Putting it all together - Introduction to Tensorflow Part 5

kasperfred (58)in #tensorflow • 7 years ago

This is the last part of a multi part series. If you haven't already, you should read the previous parts first.

Part 1 where we discussed the design philosophy of Tensorflow.
Part 2 where we discussed how to do basic computations with Tensorflow.
Part 3 where we discussed doing computations at a scale (GPUs and multiple computers) as well as how we can save our results.
Part 4 where we learned how to make visualizations with Tensorflow.

This time we will wrap up everything we learned in a real world example: creating a small neural network.

This post originally appeared on kasperfred.com where I write more about machine learning.

An almost practical example

While the small examples up until now are great at demonstrating individual ideas, they do a poor job of showing how it all comes together.

To illustrate this, we will now use everything (well, almost everything) we have learned about Tensorflow to make something we at least can pretend to be somewhat practical; we will build a very simple neural network to classify digits from the classic MNIST dataset. If you're not fully up to speed with neural networks, you can read this introduction (coming soon) before coming back to this.

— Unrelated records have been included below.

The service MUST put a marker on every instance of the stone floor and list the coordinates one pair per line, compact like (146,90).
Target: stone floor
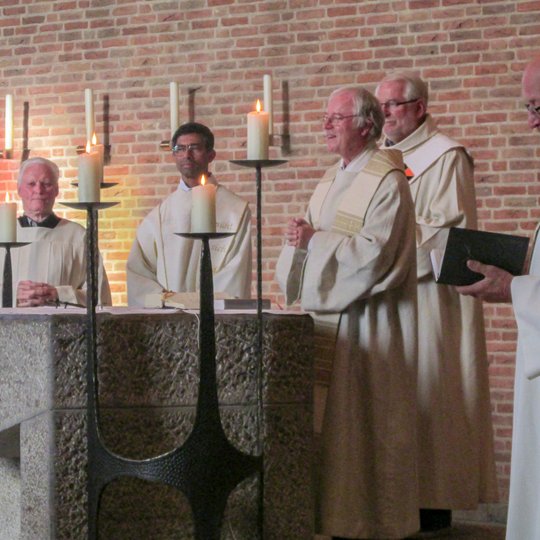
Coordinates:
(467,531)
(461,531)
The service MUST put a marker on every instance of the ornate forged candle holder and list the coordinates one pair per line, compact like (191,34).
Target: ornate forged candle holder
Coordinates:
(207,467)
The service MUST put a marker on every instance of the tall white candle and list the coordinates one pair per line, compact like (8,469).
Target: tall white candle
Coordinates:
(100,149)
(8,221)
(89,176)
(8,145)
(173,100)
(203,207)
(258,133)
(267,102)
(89,113)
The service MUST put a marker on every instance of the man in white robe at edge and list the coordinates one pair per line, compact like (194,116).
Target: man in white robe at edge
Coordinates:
(456,462)
(52,267)
(161,261)
(524,293)
(351,261)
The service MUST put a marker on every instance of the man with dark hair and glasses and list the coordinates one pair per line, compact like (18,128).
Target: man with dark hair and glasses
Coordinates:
(455,438)
(524,294)
(161,261)
(351,262)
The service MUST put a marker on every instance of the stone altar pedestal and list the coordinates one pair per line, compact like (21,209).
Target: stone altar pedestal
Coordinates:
(148,373)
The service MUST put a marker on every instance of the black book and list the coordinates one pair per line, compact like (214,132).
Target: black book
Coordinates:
(506,251)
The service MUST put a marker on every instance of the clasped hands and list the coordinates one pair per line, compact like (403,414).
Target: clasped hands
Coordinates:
(33,293)
(298,233)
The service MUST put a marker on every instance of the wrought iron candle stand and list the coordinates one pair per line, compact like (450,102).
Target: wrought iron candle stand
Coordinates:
(7,285)
(206,468)
(258,164)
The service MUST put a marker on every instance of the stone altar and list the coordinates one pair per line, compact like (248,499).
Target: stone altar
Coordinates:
(148,373)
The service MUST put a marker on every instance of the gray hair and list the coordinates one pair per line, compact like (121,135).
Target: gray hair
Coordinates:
(52,167)
(366,107)
(415,87)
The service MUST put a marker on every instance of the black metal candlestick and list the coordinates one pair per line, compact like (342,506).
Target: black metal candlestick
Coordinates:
(259,164)
(206,468)
(7,283)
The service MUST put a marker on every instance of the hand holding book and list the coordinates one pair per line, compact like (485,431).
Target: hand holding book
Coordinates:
(500,256)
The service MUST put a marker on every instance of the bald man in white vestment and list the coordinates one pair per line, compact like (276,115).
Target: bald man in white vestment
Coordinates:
(524,293)
(162,261)
(351,261)
(455,438)
(52,267)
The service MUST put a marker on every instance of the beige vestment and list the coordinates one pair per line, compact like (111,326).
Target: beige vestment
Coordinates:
(455,438)
(161,260)
(365,274)
(57,257)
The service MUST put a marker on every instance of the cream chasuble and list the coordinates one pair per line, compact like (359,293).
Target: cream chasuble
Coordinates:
(455,437)
(523,515)
(161,260)
(362,271)
(57,257)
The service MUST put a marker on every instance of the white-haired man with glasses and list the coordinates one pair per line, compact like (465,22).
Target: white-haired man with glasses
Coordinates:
(456,458)
(524,294)
(162,261)
(51,269)
(351,262)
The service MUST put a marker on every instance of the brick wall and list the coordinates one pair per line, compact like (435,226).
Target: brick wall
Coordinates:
(471,52)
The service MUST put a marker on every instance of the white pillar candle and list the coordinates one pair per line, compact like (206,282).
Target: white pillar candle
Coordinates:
(203,207)
(89,113)
(8,145)
(173,99)
(8,221)
(100,149)
(267,102)
(89,176)
(258,133)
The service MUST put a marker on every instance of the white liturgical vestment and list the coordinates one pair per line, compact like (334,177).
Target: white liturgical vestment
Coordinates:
(456,465)
(160,260)
(57,257)
(523,514)
(360,267)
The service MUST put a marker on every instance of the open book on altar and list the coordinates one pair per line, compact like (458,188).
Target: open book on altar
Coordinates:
(503,250)
(191,300)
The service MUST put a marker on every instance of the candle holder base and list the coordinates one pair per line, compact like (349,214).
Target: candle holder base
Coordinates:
(258,162)
(89,205)
(7,285)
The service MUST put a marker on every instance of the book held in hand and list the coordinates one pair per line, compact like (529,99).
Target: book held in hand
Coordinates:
(506,251)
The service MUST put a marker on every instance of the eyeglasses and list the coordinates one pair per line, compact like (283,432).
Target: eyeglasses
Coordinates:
(336,118)
(186,148)
(393,104)
(531,109)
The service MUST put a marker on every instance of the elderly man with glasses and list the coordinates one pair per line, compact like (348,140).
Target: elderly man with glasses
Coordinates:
(51,269)
(162,261)
(456,458)
(351,262)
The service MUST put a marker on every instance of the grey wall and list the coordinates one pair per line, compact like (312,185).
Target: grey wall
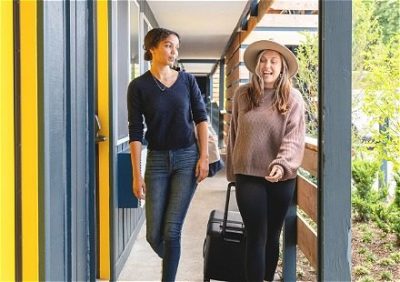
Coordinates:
(65,141)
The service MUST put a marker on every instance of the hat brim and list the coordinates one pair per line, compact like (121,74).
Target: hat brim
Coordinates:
(253,50)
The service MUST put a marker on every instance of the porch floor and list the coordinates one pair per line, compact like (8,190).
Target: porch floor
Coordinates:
(144,265)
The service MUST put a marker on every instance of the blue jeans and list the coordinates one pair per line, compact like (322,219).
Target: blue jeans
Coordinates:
(170,185)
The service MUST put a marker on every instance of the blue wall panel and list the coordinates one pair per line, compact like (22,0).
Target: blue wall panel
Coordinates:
(66,142)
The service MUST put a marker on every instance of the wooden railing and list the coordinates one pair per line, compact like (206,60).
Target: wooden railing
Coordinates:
(301,215)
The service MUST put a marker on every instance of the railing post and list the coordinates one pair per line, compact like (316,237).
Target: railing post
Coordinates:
(334,146)
(290,241)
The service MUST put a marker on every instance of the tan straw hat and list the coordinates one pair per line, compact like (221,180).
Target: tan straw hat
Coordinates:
(254,49)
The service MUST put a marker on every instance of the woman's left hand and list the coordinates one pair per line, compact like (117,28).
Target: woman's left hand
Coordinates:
(276,174)
(201,169)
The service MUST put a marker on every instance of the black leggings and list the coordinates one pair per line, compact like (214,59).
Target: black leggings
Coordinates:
(263,206)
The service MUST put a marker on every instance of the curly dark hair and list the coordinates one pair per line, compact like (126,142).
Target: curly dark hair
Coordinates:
(154,37)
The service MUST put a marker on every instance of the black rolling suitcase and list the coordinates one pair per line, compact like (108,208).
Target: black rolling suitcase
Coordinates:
(224,246)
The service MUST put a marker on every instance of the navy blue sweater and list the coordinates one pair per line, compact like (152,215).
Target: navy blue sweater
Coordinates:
(168,114)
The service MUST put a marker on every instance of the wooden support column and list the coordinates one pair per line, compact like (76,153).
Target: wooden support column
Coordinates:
(334,218)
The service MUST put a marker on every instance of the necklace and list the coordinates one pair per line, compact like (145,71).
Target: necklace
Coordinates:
(159,84)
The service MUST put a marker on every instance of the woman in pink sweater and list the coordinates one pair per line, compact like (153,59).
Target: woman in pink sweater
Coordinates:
(265,149)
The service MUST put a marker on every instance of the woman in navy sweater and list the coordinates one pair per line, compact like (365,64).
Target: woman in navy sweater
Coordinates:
(168,102)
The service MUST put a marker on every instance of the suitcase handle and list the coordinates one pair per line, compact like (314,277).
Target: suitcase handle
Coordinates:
(228,195)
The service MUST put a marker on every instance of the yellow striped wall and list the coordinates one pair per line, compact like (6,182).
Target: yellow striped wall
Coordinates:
(29,141)
(104,147)
(7,182)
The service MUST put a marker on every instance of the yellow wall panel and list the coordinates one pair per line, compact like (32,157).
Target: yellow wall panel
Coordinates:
(7,182)
(104,150)
(29,141)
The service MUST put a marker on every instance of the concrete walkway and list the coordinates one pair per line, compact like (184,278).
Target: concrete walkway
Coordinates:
(144,265)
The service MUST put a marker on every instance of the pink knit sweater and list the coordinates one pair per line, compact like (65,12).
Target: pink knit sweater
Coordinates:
(263,137)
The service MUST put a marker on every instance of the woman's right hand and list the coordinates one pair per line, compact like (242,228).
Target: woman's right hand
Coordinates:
(139,187)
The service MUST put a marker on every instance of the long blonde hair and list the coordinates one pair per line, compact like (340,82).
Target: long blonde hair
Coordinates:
(282,86)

The construction and training of the neural network can be broken down into a couple of phases:

Importing the data.
Constructing the model architecture.
Defining a loss function to optimize, and a way to optimize it.
Actually training the model.
Evaluating the model.

However, before we can start creating the model, we must first prepare Tensorflow:

import tensorflow as tf
tf.reset_default_graph() # again, this is not needed if run as a script

Next, we import the data.

from tensorflow.examples.tutorials.mnist import input_data
mnist = input_data.read_data_sets("MNIST_data/", one_hot=True)

Extracting MNIST_data/train-images-idx3-ubyte.gz
Extracting MNIST_data/train-labels-idx1-ubyte.gz
Extracting MNIST_data/t10k-images-idx3-ubyte.gz
Extracting MNIST_data/t10k-labels-idx1-ubyte.gz

Since mnist is such a well known dataset, we can use the built in data extractor to get a nice wrapper around the data.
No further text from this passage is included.